Dia mengatakan tidak ada materi kekerasan dalam kurikulum pendidikan sains di SMP Tahfiz Islamic Center. "Secara umum kemarin sudah melihat sekilas itu tidak ada kurikulum yang mengajarkan bom atau membuat senjata, dan radikalisme," ujarnya.
Baca Juga :
Polisi telah melakukan olah tempat kejadian perkara (TKP) di SMP Sains Tahfiz Islamic Center pasca-ledakan senapan rakitan tersebut. Barang bukti berupa potongan besi, kayu, bubuk hitam, plastik dan puluhan gotri atau butiran logam dikumpulkan untuk dikirim ke Laboratorium Forensik Polda Riau.
Polres Siak juga memeriksa sejumlah saksi, di antaranya guru dan siswa yang berada di lokasi saat terjadinya ledakan senapan rakitan.
Sebelumnya, seorang siswa SMP tewas akibat ledakan senapan rakitan dalam praktik sains di Kabupaten Siak, Riau, Kamis, 9 April 2026. Korban mengalami luka berat di bagian wajah akibat pecahan logam dan kayu.
"Pada korban menyebabkan luka yang sangat serius di wajah," kata Kepala Bidang Humas Polda Riau Kombes Zahwani Pandra Arsyad di Siak, dikutip Minggu, 12 April 2026.
Sekolah Menengah Pertama Islamic Center Siak merupakan tempat kegiatan pendidikan siswa berinisial MA (15) yang meninggal dunia akibat ledakan senapan rakitan hasil karyanya dalam mengikuti praktik laboratorium sains di sekolah tersebut.
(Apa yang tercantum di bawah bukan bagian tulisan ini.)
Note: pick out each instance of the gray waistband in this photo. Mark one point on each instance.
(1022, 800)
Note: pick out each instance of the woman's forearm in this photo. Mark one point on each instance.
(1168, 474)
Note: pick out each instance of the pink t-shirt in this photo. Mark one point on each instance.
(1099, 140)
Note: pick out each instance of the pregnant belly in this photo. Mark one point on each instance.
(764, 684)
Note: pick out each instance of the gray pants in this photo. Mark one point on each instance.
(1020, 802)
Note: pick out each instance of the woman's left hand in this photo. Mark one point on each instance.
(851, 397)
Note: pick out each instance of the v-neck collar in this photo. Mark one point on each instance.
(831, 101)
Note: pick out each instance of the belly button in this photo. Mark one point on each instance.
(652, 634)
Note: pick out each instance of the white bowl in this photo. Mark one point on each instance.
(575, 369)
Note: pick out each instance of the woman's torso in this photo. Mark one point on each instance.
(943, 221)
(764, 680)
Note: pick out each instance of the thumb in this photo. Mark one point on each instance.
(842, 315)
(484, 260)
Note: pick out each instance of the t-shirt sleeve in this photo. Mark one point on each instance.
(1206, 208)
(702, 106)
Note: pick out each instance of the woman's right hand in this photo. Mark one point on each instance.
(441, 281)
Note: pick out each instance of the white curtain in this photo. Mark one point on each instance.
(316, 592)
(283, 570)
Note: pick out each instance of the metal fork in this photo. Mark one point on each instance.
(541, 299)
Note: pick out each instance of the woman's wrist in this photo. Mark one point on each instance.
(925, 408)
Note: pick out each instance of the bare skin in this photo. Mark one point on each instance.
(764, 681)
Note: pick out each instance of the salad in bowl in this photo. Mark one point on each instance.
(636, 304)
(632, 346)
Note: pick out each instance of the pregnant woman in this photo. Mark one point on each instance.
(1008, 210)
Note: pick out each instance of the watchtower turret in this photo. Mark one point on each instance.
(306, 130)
ANTARA/Bayu Agust
Kasus ini bermula ketika siswa SMP Tahfiz Islamic Center, Kabupaten Siak melakukan praktik sains menggunakan senapan rakitan 3 dimensi. Seorang siswa bernama Muhammad Aqil Arizal memperagakan tembakan di depan teman-temannya.
Namun, senapan rakitan yang dipegang Arizal meledak dan melukai kepala siswa kelas 9 ini. Korban seketika tumbang dengan wajah berlumur darah.
Arizal sempat dilarikan ke RSUD Tengku Rafian Siak dan ditangani tenaga medis. Namun, nyawanya tidak tertolong.
Saat kejadian, siswa hanya didampingi oleh guru pengganti, bukan guru bidang sains yang biasanya mengawasi praktik ilmiah tersebut.